House Republicans passed the “no budget, no pay” bill, which raises the federal debt limit through May but withholds the pay of lawmakers in the House or Senate if their chamber fails to pass a budget by April 15.
Lee comments: “I certainly sympathize with the millions of Americans who have great frustration with the Senate. The Senate hasn’t passed a budget in nearly four years. This is a step toward pushing the Senate to do that and I certainly applaud any effort to do that.”
The raising of the debt limit is only temporary, but in any case Lee is confident that the nation will not default even if the limit is not raised.
“We have to remember that if we fail to raise the debt limit that does not amount to a default,” he says. “A default is what happens when we fail to pay the interest obligations that accrue under our debt. Section 4 of the 14th Amendment prohibits us from doing that. The revenue that comes through the door every single month is more than sufficient to cover our interest payment obligations on our national debt.

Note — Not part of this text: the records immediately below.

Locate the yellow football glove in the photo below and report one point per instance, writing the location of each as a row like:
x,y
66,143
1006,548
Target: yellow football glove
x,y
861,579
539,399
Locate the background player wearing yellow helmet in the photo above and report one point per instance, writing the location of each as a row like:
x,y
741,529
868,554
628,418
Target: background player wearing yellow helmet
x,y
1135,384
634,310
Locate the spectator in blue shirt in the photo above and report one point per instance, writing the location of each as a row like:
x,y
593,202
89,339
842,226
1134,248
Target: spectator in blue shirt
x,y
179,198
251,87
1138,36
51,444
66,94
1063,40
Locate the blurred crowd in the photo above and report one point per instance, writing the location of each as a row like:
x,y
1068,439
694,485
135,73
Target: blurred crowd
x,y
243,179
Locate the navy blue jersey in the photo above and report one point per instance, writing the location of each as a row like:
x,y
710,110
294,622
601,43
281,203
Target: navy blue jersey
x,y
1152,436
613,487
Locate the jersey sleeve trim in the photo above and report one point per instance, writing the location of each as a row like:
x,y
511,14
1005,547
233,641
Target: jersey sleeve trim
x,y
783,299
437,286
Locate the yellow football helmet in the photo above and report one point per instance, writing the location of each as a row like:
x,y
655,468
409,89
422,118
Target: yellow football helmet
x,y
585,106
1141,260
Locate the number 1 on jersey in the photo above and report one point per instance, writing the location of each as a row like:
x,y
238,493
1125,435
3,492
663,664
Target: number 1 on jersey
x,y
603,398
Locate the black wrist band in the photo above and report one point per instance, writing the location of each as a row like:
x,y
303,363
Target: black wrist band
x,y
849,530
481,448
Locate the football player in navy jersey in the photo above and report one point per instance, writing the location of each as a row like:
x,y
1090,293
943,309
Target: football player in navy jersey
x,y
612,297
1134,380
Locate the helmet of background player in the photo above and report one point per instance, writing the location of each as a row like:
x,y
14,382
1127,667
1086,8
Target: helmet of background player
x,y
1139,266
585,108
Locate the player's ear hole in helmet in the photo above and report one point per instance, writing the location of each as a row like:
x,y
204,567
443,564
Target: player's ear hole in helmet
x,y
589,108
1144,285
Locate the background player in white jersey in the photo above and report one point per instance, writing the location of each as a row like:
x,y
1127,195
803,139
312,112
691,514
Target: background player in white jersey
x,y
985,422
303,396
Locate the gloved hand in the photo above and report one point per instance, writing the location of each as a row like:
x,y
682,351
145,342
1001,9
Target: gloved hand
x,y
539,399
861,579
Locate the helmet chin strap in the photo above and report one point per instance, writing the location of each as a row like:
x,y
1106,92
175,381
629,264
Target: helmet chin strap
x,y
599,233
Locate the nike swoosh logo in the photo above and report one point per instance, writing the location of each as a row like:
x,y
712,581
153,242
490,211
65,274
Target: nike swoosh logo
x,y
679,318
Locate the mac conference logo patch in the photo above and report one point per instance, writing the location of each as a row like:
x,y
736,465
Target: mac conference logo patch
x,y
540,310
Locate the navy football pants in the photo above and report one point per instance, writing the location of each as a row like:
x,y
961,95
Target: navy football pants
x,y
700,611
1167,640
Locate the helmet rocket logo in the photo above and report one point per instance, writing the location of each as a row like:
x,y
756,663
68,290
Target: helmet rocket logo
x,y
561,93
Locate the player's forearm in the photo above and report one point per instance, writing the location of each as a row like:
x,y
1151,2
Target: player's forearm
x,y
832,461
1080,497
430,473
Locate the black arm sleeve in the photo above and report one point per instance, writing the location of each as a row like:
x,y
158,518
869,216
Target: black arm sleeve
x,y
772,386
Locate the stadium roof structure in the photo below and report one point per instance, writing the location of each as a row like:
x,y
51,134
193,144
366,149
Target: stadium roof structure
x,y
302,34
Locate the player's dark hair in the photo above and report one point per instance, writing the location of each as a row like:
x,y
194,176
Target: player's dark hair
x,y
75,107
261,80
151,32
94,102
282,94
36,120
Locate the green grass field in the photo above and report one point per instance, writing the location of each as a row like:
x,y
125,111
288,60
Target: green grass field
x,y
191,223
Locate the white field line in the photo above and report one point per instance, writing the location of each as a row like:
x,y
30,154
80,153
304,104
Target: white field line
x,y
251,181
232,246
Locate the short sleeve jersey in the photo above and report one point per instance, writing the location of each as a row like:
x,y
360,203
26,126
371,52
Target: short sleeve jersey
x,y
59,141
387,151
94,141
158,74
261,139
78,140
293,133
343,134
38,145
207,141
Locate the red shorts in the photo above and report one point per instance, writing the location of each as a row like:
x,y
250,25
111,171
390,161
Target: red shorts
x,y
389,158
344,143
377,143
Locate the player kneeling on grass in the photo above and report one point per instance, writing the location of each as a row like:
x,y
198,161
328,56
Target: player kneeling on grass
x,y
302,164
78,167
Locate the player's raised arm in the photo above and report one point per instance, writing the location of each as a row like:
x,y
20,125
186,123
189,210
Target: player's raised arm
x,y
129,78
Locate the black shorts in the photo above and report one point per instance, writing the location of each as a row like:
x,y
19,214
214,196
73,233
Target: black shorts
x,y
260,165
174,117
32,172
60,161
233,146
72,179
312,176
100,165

“I am, moreover, a cosponsor of a bill introduced by Sen. Pat Toomey from Pennsylvania that would prioritize our spending to make sure that things like payments on our national debt, Social Security payments, and salaries to our servicemen and women go out the door first. And we do have enough revenue to cover those things.”
Lee is a constitutional attorney and clerked for Supreme Court Justice Samuel Alito. Asked if President Obama’s executive actions on gun control are constitutional, he tells Newsmax: “It’s a complicated question in the sense that the president proposed 23 steps. A number of those steps are completely unobjectionable, things like appointing an ATF director. This is a position that’s already authorized by law, already provided for, there’s already office space for this person. So that’s not a problem.
“There are other areas in which the president is expected to introduce either executive orders or new regulations, but we haven’t seen the meat behind those. We don’t know what they look like. We don’t have a whole lot of details.
“But I will say this: I’m looking out every day to protect the Second Amendment and I’m also looking out every day for the fact that we as Americans understand that when our government becomes more restrictive, we become less free. And I want to make sure that whatever the president does doesn’t intrude either on our Second Amendment interests or on the rights and authorities of co-equal branches of the federal government or the rights of the states.”
Regarding Obama’s nomination of Chuck Hagel for secretary of Defense, Lee says he has “serious questions” about Hagel’s commitment to Israel and his positions on Iran, Hezbollah, and Hamas.
Lee also offers his take on the president’s inaugural address: “Insofar as the president was moving us in the direction of a bigger, more expensive national government, he’s taking us in the wrong direction, a direction that can result only in economic stagnation and more unemployment. I don’t think we want to go that way.
“He went off on some very divisive topics, many of which called for expansion of a bloated federal government that we already can’t afford.”